CSUF is the lead institution on the grant. Principal investigators at Syracuse University are Stefan W. Ballmer, professor of physics, and Georgia Mansell, assistant research professor of physics, both integrally involved with the Advanced Laser Interferometer Gravitational-Wave Observatory (LIGO), which provided the first direct observation of gravitational waves in 2015.

“Diversifying the astrophysics community is critically important, enabling a new crop of gravitational wave physicists and enriching the field,” says Mansell. “I'm proud to be involved in the PAARE grant, grateful to be part of a team that puts in the work when it comes to DEI, and happy that the NSF is investing in this initiative.”

Ballmer expects the first graduate students to begin graduate study at Syracuse through the partnership in 2023. “The program will provide a pathway and dedicated support for students all the way to their doctoral degree,” he says.

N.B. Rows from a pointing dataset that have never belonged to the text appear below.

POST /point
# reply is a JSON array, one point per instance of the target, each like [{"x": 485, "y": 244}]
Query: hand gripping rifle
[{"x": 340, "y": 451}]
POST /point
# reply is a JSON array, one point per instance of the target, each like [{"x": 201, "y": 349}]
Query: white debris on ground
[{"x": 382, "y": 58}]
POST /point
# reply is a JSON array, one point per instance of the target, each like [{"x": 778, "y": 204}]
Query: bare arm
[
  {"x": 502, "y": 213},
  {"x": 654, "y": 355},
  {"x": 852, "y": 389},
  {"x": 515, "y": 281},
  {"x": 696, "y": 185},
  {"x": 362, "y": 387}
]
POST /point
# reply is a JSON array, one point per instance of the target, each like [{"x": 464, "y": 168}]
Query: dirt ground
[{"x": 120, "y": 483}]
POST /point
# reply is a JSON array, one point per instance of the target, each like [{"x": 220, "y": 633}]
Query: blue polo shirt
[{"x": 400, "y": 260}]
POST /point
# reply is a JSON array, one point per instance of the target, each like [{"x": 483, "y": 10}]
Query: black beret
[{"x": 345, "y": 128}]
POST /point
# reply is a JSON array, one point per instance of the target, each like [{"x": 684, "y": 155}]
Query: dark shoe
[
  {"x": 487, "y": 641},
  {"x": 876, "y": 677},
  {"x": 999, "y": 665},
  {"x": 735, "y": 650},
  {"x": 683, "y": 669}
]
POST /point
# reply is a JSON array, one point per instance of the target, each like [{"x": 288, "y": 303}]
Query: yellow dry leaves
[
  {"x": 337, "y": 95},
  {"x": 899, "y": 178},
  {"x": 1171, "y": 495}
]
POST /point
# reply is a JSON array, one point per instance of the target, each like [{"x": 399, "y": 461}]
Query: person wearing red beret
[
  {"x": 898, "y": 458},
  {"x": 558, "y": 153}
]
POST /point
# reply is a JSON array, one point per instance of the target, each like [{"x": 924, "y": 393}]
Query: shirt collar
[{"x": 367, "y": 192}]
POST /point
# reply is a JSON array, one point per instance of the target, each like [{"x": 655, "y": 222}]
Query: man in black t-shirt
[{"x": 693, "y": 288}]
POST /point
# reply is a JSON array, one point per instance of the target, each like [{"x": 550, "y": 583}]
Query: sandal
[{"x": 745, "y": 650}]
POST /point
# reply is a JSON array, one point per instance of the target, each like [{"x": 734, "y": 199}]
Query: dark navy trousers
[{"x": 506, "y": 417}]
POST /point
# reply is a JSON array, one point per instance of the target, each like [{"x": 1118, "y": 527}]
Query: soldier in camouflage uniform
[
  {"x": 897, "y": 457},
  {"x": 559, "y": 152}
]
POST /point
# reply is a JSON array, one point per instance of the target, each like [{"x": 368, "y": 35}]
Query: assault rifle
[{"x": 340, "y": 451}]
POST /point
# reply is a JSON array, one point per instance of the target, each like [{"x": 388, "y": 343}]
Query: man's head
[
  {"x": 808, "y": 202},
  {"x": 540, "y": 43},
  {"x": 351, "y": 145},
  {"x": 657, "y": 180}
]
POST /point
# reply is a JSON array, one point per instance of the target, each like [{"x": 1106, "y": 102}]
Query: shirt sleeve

Ballmer was a member of the team that helped design and build the Advanced LIGO and has NSF funding to continue to develop upgrades. He is also principal investigator on the Cosmic Horizon Explorer Study, planning for the next generation of detectors.

Mansell joined Syracuse University in January 2021 and is currently working at the LIGO site in Hanford, Washington, preparing the detector for its upcoming observational run next year. She will be on campus to establish her own lab in Spring 2023.

“I am excited to be involved because I’ve worked with some of the current PAARE students who have come to the site through the LIGO collaboration’s fellows program,” says Mansell. “I am hoping future PAARE students will come and work in my lab at SU, once it's set up.”